The next day, Fridolin retraces his steps, and finds that the glamour and magic of the previous night now reveals its sordid underside. He cannot work up any desire for the daughter of his dead patient, the prostitute is in the hospital, the costumier’s daughter is a whore, and at the mansion where the party was, he is handed a note telling him to go away and never return. The culmination of this negative energy, this entropy, is when he reads in the newspaper about a woman who has taken poison and believes it to be his saviour from the orgy. He goes to the morgue, views the dead body, cannot decide whether she is the same woman or not. But the message to the reader is clear; underneath the scintillating energy of the erotic lies the death drive, what lifts Fridolin to a point of maximum vivacity now takes him down to the darkest depths of death.

Once more he returns home in the small hours of the night, to find that the mask he forgot to return with his costume is lying on his pillow beside the sleeping form of Albertine. Fridolin is overcome with emotion, and his sobs wake his wife. He now recounts to her his adventures and she accepts them easily and kindly and this act of grace soothes Fridolin completely. Husband and wife reach a new understanding, although what it is they understand is a mystery. It wouldn’t be a parable if we knew. Wise Albertine, who seems to have kept the upper hand across this narrative tells her husband:

neither the reality of a single night nor even of a person’s entire life can be equated with the full truth about his innermost being.’

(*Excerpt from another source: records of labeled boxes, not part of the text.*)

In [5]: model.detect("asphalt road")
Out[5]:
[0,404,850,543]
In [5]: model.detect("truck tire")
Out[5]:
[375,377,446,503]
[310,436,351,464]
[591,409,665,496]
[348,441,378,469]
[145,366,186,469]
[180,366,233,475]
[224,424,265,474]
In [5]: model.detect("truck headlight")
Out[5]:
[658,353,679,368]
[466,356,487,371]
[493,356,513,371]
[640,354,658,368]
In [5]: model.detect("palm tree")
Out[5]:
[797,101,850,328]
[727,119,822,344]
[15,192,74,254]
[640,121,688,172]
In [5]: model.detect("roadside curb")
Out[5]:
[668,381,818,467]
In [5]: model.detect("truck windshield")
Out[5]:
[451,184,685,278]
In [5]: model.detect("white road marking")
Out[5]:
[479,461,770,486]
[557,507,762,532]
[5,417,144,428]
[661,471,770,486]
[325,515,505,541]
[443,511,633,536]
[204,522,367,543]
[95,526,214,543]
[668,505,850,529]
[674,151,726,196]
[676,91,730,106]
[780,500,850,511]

So we are back to icebergs again, the acknowledgement that the most powerful things that happen to us are often divorced from any kind of explanation, and uncertain as to what effect they have on the soul. There is what happens, and what it means, there are the things we do and who we are, and the one is always made of radically different stuff to the other, the relationship between them enigmatic but potent. Sexuality is the clearest example of this, as it is the place where we are most uniquely ourselves, and both unknowable and inexplicable. It is where the world can open up to us, tender and thrilling, and where it can turn its coldest, most hurtful back. And it is a place of beauty and magic, yet also the realm of the sordid and the deathly.

This was an excellent novella, neat, powerful and with such a contemporary feel. Don’t bother with the film, but read the book instead.